Seit dem großem Wurf einer unter seiner Herausgeberschaft erstmals 1977 erschienenen, mehr als tausendseitigen Anthologie deutschsprachiger Lyrik ist der Name "Conrady" zu einem Markenzeichen mit Anwartschaft beinahe auf die Ewigkeit geworden. Zum Glück nur "beinahe", denn am heftigsten würde jenem Befund wohl der gleichnamige Literaturwissenschaftler und emsige Erforscher des Lebens und Werks eines anderen vermeintlich "Ewigen" - nämlich Goethes - widersprechen: "Das große deutsche Gedichtbuch" das Karl Otto Conrady und der Verlag Athenäum damals in die Welt gesetzt haben, war weder ein Kanon deutscher Dichtung noch ein beschauliches Hausbuch.
Der in der deutschen Literatur ebenso wie in ihrer germanistischen Wissenschaft lange Zeit waltenden "Herrschaft verklärter Gemüthaftigkeit" - auch "Deutschkunde" genannt oder als ewige Suche danach begriffen, "was deutsch sei, was das Wesen des Deutschen ausmache" - hatten Conrady und seine Mitstreiter Eberhard Lämmert, Walter Killy und Peter von Polenz schon Mitte der Sechzigerjahre die gebotene Absage erteilt: Mit dem berühmt gewordenen Suhrkamp-Bändchen "Germanistik - eine deutsche Wissenschaft" gaben sie den entscheidenden Anstoß zur Aufklärung des Fachs über sich selbst und über seine Verstrickungen in der damals noch jüngsten Vergangenheit. Näher lag danach also schon, was der große Verseschmied Peter Rühmkorf zum Erscheinen von Conradys großem Gedichtbuch 1977 schrieb, es sei "eine Wundertüte deutscher Poesie".
Und eine solche blieb es auch in allen Derivaten - einem "Kleinen Conrady" (2008) und einem gigantischen "Hör-Conrady" auf 21 CD's - und Mutationen zum "Neuen Conrady" (2000) und schließlich zum "Großen Conrady" (2008). Von ihm hat sich die - nach Übernahme des Verlags Artemis & Winkler - neue Verlagsgruppe, die laut ihrer Website keine Verlage mehr, sondern "Marken" führt, und keine Bücher mehr, sondern "Produkte" vertreibt, unterdessen leider verabschiedet.

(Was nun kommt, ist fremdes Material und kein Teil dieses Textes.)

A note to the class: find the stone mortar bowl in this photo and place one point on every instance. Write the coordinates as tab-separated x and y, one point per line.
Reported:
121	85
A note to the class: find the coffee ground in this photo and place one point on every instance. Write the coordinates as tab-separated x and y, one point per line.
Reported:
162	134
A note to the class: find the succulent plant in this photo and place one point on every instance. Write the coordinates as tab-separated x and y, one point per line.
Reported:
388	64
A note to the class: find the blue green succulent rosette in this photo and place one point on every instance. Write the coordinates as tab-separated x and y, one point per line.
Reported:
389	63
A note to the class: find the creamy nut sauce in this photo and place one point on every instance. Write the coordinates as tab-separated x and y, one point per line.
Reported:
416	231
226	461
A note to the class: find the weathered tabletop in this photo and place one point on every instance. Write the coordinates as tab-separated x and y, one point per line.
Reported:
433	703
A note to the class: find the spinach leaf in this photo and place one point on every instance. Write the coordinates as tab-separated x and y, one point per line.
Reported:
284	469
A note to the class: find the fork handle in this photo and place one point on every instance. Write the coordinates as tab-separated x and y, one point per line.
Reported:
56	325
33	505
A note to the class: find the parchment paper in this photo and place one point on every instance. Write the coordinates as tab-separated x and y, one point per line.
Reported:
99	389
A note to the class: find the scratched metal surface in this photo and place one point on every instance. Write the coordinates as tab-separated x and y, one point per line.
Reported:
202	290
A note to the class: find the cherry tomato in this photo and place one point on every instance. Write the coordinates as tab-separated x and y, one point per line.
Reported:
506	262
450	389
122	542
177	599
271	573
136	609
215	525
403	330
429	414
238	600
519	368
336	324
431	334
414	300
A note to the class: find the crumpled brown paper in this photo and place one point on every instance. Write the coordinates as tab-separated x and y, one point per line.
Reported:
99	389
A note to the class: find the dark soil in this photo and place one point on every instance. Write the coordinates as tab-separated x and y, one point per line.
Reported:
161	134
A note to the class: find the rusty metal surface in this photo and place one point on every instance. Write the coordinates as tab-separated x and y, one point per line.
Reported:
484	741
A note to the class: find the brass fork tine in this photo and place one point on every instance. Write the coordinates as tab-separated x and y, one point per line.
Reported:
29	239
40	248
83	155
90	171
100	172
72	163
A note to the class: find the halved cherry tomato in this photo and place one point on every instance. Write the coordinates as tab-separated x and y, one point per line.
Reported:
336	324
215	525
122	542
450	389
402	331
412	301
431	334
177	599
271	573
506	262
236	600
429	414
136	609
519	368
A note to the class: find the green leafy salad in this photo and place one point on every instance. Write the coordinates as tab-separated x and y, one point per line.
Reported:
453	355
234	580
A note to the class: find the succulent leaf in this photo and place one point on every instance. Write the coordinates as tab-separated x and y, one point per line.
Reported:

Seit Beginn der Sechziger besorgte oder betreute Hans Otto Conrady - nach Professuren in Saarbrücken und Kiel Lehrstuhlinhaber in Köln (und nebenberuflicher Parlamentarier) - beinahe ein Bändchen nach dem anderen für die legendären Reihen von "Rowohlts Klassikern" und "rowohlts deutscher enzyklopädie", sein Beitrag zur damaligen "Bildungsoffensive".
1945, als der noch 1944 zur Wehrmacht Einberufene aus amerikanischer Kriegsgefangenschaft zurückkehrte, hatte der gebürtige Westfale noch einmal bei Null angefangen. Dazu gehörte die ihn wohl noch heute quälende Auseinandersetzung mit seiner vormaligen Rolle als "Jungstammführer" in der Hitlerjugend. Anders als andere Prominente, die ihre einstige HJ-Begeisterung auf Sportsgeist und ihre Abenteuerlust zurückführten, empfand Conrady - wie er noch vor wenigen Jahren schrieb - diese Rolle als bei weitem beschämender als die obendrein erworbene "Karteimitgliedschaft" des Siebzehn- oder Achtzehnjährigen in der NSDAP.
Am Sonntag feiert Hans Otto Conrady, einer der großen Germanisten der Bundesrepublik, seinen 90. Geburtstag.